Cathay Pacific Airways issued a report late on Wednesday saying that the passport numbers and personal data of around 9.4 million passengers with the carrier and its subsidiary Hong Kong Dragon Airlines, have been leaked.
The airline said it had found suspicious activity on its network in March, and in May confirmed that there was unauthorized access to its customers’ personal data.
Cathay Pacific’s chief customer and commercial officer Paul Loo said the firm took a longer time to make the announcement as it wanted to have clarity in the matter internally first before releasing details to the public.
Following the news of the leaked data, Cathay Pacific’s shares dived by more than 6%, hitting a 9-year low to HK$9.95. As at 1.55pm Hong Kong time on Thursday, the airline’s shares were lower by 4.90% or HK$0.52, at HK$10.10.
The airline said around 860,000 passport numbers and 245,000 Hong Kong identity card numbers were accessed. A total of 27 credit card numbers with no card verification value (CVV) and 403 expired credit cards were also leaked.
Passenger’s personal data including their date of birth, phone numbers, physical addresses and nationalities were also breached.

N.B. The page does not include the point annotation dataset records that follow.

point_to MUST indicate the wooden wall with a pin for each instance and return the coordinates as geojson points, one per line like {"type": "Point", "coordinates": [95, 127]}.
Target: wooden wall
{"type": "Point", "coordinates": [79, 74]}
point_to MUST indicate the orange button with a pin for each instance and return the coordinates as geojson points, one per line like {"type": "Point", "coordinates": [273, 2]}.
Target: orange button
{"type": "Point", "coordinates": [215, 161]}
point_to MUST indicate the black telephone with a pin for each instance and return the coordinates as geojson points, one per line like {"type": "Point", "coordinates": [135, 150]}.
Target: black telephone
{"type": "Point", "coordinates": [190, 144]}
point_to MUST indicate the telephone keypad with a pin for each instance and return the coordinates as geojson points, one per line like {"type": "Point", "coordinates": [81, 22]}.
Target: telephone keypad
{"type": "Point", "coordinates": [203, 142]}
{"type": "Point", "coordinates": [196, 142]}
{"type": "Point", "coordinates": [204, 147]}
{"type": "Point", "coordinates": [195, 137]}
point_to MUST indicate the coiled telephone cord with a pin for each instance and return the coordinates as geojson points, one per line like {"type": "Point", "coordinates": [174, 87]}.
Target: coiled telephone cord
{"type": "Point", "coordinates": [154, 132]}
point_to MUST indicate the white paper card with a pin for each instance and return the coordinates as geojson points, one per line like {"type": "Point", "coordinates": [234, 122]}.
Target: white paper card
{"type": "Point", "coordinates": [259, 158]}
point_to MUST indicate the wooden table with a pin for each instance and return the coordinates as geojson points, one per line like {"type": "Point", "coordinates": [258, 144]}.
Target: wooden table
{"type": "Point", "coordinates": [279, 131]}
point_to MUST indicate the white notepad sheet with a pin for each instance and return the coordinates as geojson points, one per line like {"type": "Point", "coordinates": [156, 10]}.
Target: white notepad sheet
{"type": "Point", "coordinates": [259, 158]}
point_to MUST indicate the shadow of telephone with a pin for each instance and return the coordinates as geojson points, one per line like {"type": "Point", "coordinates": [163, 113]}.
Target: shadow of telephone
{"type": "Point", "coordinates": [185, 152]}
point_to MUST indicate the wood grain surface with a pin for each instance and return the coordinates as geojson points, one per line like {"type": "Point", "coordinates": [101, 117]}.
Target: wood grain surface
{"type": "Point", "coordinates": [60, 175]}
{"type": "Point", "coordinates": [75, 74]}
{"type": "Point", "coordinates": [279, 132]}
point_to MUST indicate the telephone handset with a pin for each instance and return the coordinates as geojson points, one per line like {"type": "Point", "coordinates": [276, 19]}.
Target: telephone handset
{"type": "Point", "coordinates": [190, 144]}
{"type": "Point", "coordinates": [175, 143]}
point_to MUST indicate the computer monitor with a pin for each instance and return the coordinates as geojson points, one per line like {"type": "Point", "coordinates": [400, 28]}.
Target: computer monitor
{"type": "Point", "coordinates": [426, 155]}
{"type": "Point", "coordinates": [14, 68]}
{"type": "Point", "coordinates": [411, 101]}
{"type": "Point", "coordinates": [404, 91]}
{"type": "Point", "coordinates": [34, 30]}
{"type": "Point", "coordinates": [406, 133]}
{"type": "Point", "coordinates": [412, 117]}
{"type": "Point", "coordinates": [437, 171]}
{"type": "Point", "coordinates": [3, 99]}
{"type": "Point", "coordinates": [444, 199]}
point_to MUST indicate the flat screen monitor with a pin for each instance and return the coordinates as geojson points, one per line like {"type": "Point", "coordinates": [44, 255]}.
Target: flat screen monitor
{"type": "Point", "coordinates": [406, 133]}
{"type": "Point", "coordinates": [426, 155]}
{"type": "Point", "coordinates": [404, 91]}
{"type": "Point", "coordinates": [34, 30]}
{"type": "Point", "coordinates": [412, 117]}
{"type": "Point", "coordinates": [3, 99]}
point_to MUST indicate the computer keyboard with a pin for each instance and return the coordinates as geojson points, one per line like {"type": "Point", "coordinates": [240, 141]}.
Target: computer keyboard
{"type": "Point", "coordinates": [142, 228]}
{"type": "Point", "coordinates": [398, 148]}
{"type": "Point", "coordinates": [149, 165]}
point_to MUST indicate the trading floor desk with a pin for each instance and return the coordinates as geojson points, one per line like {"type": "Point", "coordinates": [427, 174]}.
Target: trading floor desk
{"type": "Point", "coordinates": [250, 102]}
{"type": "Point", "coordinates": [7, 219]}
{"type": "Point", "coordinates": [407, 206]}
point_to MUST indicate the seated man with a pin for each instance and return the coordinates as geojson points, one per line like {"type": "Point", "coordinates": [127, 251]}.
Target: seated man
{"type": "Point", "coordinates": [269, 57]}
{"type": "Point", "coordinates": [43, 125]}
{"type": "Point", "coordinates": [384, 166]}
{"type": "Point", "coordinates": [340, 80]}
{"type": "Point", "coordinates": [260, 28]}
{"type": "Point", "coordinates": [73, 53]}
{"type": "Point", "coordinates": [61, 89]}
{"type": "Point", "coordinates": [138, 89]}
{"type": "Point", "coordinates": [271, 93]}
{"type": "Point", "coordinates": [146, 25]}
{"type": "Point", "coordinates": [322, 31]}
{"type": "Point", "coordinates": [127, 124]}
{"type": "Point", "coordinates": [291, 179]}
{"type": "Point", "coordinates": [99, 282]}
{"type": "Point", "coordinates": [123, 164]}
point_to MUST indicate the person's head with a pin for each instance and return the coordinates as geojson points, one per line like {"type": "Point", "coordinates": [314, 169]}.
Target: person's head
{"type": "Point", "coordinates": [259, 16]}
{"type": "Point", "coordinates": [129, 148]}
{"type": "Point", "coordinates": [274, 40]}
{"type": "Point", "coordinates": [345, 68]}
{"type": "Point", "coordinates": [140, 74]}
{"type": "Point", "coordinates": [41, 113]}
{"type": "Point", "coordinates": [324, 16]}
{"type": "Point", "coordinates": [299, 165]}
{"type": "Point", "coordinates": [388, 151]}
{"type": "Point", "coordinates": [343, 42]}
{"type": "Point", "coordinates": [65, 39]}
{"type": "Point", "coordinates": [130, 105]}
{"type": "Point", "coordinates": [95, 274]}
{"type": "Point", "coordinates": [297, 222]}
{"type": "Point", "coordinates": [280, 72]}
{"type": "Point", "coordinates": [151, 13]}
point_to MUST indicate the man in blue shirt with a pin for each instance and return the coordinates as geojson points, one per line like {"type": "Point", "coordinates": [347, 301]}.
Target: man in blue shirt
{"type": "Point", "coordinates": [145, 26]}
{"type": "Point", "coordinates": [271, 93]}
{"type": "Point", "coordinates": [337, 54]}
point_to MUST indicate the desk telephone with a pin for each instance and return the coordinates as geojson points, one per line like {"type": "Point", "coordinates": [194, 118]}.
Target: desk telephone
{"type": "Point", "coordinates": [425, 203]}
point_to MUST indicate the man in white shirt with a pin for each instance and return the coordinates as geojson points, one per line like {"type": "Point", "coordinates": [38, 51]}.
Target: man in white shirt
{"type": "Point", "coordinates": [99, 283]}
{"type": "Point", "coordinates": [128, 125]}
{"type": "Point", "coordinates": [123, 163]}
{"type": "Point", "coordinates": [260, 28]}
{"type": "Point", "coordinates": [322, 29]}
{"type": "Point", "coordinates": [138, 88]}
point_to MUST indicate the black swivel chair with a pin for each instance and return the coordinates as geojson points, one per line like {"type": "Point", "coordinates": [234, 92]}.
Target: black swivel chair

Hong Kong’s privacy commissioner for personal data has expressed serious concern over the breach and said it will be initiating a compliance check on the airline.
Cathay Pacific said it is currently contacting the affected passengers and equipping them with measures to prepare themselves on the situation.
The data breach adds a burden on Cathay Pacific as the firm is currently undergoing a turnaround strategy by cuttings costs in a bid to increase revenue.
After years of losses, the airline posted a smaller half-year loss in August, led by a strong rise in air ticket and cargo fees. At that time, it had posted expectations on a better performance for the second half of the year.